Cecil, Frederick, and Harford counties currently have 287(g) agreements with ICE in Maryland. Current agreements allow the agency to train and authorize specific police officers at local detention centers to act as ICE agents, and question peoples’ immigration status and begin the deportation process.

Currently, DHS only negotiates “jail agreements,” which allow local police to act like federal immigration agents within local jails. This results in local police questioning individuals in these jails about their immigration status, preparing documents to charge them for immigration violations, and ordering the continued detention of persons thought to be subject to deportation. However, too often  in practice local police illegally act as ICE agents outside of jails, too.

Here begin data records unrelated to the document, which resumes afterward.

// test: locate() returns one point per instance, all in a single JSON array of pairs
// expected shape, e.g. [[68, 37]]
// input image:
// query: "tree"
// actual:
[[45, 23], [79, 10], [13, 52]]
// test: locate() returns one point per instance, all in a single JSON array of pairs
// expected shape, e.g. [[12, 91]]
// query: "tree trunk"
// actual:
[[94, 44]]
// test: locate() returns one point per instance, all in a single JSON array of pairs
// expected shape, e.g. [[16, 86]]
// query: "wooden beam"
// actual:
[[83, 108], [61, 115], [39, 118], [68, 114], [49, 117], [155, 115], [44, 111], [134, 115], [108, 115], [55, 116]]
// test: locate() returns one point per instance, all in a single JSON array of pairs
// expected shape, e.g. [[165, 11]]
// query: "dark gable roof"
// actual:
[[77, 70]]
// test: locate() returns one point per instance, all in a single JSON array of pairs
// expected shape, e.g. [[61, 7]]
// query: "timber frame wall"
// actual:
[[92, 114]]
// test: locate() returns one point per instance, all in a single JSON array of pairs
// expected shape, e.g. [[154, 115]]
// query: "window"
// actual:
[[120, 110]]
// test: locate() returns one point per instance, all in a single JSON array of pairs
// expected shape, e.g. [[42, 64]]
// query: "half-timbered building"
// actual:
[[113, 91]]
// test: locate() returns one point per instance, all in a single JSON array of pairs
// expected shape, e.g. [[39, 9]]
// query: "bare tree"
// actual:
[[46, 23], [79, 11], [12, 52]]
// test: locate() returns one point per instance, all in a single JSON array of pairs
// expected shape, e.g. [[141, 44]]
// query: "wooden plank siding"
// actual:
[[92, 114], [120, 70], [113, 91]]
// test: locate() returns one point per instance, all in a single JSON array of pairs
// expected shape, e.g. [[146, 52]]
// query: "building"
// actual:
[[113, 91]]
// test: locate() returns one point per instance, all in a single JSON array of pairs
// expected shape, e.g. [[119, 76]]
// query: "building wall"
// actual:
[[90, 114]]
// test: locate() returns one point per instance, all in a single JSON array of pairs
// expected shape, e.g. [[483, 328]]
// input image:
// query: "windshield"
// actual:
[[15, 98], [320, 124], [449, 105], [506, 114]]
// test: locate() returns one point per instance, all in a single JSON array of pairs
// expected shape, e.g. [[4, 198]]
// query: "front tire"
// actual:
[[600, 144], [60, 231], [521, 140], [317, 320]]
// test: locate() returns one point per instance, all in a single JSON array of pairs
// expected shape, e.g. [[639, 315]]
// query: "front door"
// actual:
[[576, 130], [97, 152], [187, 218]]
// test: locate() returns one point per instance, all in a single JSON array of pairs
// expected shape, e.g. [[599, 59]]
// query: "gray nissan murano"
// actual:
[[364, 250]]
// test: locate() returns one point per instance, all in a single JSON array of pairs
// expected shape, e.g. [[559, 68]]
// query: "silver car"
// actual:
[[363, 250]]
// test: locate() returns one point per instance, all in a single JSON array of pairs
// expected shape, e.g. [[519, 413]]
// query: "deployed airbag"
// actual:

The sheriffs in these three counties claim that the program is for public safety, but that is a myth. This program not only instills fear within immigrant communities, but it alienates and racially discriminates them. The people arrested and processed through the 287(g) program are overwhelmingly nonviolent, and are pretextually arrested for traffic offenses so they can be questioned about their immigration status at the jail, have immigration proceedings initiated against them, and then deported.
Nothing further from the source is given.